Boris Johnson’s controversial Internal Market Bill, that may breach international law, will come back to MPs today after the House of Lords rejected it.
Clauses pertaining to Northern Ireland that will breach the Brexit Withdrawal Agreement, and therefore international law, if there is no post-Brexit UK-EU trade deal were taken out of the bill by peers last month.
However, the government has said it will reinsert them when the piece of legislation is brought back to the House of Commons later today.
Downing Street has said the bill is essential to protect the flow of trade between Great Britain and Northern Ireland if the UK leaves the EU’s customs union without a deal on 31 December.
Northern Ireland will remain in the EU’s customs union next year to ensure there is not a hard border on the island or Ireland that would breach the Good Friday Belfast Agreement.
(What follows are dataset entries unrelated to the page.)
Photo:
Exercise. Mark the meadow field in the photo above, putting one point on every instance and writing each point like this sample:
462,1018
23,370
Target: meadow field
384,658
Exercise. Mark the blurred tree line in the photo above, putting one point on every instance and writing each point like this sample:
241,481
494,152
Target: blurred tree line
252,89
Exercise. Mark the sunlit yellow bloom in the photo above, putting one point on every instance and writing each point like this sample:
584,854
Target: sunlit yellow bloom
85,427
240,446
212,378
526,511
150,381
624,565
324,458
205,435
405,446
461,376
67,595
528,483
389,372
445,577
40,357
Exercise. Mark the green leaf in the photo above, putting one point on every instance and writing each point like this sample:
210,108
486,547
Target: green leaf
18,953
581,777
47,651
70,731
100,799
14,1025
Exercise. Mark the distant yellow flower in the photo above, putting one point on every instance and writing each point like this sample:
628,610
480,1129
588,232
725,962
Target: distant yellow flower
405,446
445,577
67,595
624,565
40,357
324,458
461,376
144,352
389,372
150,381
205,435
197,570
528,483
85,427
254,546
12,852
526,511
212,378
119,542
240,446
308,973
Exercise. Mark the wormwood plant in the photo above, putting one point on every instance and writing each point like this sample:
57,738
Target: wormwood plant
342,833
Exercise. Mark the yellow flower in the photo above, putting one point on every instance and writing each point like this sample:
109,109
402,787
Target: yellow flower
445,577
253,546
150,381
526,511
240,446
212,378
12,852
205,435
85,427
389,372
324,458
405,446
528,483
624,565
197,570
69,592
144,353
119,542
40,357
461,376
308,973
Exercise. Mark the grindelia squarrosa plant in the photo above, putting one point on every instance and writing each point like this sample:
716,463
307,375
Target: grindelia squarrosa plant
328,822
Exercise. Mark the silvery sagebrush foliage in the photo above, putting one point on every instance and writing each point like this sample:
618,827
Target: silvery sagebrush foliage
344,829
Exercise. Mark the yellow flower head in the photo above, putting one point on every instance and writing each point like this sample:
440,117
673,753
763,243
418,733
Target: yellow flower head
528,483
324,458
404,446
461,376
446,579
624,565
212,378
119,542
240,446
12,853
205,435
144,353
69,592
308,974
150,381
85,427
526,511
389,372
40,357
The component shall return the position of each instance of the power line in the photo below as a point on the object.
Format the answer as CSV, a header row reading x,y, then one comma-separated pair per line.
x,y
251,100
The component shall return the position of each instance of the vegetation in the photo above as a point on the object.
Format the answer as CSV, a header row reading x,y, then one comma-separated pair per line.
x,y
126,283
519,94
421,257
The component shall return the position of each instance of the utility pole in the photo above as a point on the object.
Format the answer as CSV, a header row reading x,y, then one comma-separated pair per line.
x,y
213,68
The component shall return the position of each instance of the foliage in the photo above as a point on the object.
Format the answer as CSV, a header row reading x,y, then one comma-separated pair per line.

However, the EU has launched a legal challenge against the legislation and has claimed it could put the Good Friday Agreement in jeopardy.
MPs will vote on the House of Lords’ changes to the Internal Market Bill on Thursday, with their amendments set to be voted down.
On Thursday, Leader of the House of Commons Jacob Rees-Mogg said the government would be “pushing back” against the House of Lords.
“We will be doing the Lords amendments on Monday and we will be pushing back all the amendments which were made in the Lords – including the ones relating to Clause 5 and ensuring that we can put the best interests of the whole United Kingdom first,” he said.
Also on the Westminster calendar will be a Health and Science and Technology Committee meeting featuring chief scientific adviser Sir Patrick Vallance and chief medical officer Christ Whitty.
The duo will appear at the committee at Wednesday at 9.30am and will speak about “lessons learned” during the Covid pandemic.